Стихи – молитва для неверующего. Поэзия – исповедь для безбожника или агностика. Эти утверждения не вполне верны и, главное, лишены глубины и подлинного смысла. Поэзия, которая бывает и религиозной, не делит людей на верующих и неверующих, а дается всем как уникальный способ освоения мира и действительности. Как мгновенная и поистине неожиданная фотография души, которую иногда хочется разорвать на мелкие клочки, а иногда – положить во внутренний карман, чтобы не расставаться с ней в течение всей своей жизни. «Этот трус сделает вас храбрыми, этот распутник научит вас быть чистыми», – приблизительно так писал Виктор Гюго о Горации, подчеркивая, что поэзия, вне зависимости от того, хочет поэт или нет, а главным образом именно в тех случаях, когда поэт этого не хочет и вообще об этом не подозревает, превращается в удивительное лекарство. Лекарство, которое дает нам возможность оторваться от земли и посмотреть на себя со стороны. Кстати говоря, и молитва дает человеку именно эту возможность.

Впервые опубл.: Русская мысль. 1998. № 4223 (21–27 мая). С. 14.

У подножия Парфенона

Грецию принято считать страной исключительно православной, хотя на самом деле это не совсем так. В Афинах кроме греческих церквей, которые, конечно, можно встретить повсюду, есть и другие, причем самые разные. Русская (Константинопольского Патриархата) со славянским богослужением и русским хором, армянская и римско-католическая – святого Дионисия Ареопагита, с мессами, которые служатся как по-гречески, так и на английском (а в воскресные дни и на латыни).

В русской церкви на улице Филэллинон поют, как на Руси, и в хоре, разумеется, звучат женские голоса, что у греков, где все молитвы читаются нараспев и только мужчинами, просто немыслимо. Но это никого не приводит в ужас – здесь, на Востоке, к многообразию форм и обрядов привыкли с глубокой древности.

В греческих храмах на клиросе стоят обычно два или три старика, к которым иногда присоединяется священник. «Музыка их, – как писал более ста лет тому назад А. Н. Муравьёв, – не состоит в согласном слиянии звуков, но в известном размере, подобно стихосложению, многообразие которого составляет всю красоту пения».

Главное в церковном пении у греков заключается «в трудности размера, а не в гармонии». Так утверждал Муравьёв и был абсолютно прав, ибо в оригинале все наши церковные песнопения представляют собой сложнейшие поэтические произведения – их метрика, действительно, точнейшим образом воспроизводится во всяком греческом храме во время службы. Что же касается напевов, то они и сегодня мало кого интересуют.
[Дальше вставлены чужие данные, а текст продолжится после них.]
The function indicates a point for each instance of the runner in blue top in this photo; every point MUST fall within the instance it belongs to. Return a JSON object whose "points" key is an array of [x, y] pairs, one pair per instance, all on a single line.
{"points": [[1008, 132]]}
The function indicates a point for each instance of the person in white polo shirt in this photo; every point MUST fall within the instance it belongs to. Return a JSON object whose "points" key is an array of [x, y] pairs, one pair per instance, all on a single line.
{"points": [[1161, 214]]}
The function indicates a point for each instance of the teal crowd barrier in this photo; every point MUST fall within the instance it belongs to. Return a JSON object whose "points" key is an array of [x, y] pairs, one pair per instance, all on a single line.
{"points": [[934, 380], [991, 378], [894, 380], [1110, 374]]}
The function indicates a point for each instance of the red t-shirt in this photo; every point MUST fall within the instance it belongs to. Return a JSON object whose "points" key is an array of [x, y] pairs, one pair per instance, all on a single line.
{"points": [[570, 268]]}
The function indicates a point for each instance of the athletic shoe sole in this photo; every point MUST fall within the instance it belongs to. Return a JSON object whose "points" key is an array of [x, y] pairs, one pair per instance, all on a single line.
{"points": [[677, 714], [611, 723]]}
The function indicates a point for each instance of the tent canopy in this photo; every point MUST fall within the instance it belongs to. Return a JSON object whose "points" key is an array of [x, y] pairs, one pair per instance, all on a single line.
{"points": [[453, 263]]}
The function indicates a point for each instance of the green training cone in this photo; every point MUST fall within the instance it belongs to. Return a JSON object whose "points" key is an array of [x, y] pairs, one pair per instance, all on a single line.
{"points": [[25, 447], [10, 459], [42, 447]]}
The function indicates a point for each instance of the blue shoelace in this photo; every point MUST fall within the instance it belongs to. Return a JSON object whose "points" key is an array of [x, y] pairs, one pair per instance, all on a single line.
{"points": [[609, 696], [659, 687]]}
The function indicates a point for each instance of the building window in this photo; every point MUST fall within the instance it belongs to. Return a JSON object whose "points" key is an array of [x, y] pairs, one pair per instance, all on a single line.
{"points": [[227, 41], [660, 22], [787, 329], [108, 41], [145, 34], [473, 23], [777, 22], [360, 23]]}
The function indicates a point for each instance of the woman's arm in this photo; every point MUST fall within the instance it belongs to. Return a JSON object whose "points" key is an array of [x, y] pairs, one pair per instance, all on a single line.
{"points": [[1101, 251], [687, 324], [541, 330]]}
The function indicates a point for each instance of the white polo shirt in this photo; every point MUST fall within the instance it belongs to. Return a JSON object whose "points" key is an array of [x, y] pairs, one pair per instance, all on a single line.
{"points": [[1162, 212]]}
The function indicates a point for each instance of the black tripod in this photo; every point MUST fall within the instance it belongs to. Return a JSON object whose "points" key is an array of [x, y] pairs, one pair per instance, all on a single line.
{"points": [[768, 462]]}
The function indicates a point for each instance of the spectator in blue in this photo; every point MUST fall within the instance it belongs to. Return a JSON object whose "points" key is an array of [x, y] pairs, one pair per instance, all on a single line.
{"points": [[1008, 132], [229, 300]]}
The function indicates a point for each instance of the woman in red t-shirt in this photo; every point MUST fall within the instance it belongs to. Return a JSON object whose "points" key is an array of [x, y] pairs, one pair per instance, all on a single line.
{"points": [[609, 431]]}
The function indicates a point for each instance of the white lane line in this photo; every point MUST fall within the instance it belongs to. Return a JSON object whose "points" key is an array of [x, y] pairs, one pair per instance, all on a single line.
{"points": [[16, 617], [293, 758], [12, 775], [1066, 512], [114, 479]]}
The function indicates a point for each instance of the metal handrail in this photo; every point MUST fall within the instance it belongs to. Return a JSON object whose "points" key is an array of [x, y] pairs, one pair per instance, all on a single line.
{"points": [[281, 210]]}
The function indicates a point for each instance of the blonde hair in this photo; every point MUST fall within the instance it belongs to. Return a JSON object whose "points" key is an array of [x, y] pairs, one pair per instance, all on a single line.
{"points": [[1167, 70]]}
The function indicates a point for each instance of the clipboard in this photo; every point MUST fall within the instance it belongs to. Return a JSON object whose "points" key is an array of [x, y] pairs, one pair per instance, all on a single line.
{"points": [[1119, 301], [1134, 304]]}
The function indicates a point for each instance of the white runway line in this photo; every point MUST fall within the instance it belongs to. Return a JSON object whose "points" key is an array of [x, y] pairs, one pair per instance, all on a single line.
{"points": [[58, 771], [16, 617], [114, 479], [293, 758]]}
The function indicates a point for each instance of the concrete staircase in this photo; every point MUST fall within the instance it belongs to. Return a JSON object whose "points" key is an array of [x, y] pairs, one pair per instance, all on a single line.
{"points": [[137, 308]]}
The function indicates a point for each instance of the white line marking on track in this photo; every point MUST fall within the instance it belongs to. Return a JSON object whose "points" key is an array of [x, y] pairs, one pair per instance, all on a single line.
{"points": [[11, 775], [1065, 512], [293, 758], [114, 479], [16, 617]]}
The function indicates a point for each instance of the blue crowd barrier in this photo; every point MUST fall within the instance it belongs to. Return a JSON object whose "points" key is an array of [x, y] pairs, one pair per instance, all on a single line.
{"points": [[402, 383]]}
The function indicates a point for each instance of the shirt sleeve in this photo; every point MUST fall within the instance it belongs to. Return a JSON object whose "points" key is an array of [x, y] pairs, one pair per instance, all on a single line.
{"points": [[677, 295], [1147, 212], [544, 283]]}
Есть в Афинах и англиканская церковь святого Андрея, строгая готика которой как-то странно сочетается с роскошными пальмами в ее ограде. Есть молитвенный дом адвентистов, наконец, немецкая евангелическая кирха, богослужения в которой совершаются не только лютеранами, но и американскими протестантами, причем разных деноминаций. Построена эта церковь совсем недавно и в сугубо современном стиле (геометрия и ничего другого), но украшена прекрасными витражами. Маленькая Германия! Стоит она в немецком квартале, где нет и следа от того духа восточного города, которым в центре Афин пропитано буквально всё. А здесь – Европа: стеклянные двери, безупречной чистоты подъезды, всё аккуратно и комфортабельно, на улицах не торгуют ни орешками, ни бубликами, никто не кричит и не ругается.

Находится этот квартал на отрогах горы Ликавит, под которой предпочитают селиться состоятельные афиняне. Улицы, ведущие в сторону Ликавита, круто поднимаются вверх, иногда просто превращаясь в бесконечные лестницы. Например, улица патриарха Фотия – таких нет даже на Монмартре.

Дома поднимаются всё выше и выше над городом и наконец уступают место лесу, из которого словно вырастает огромная скала с почти отвесными каменными склонами. Скала, которая видна в Афинах отовсюду. Скала, что не в меньшей степени, чем Акрополь, царит над городом и его судьбою.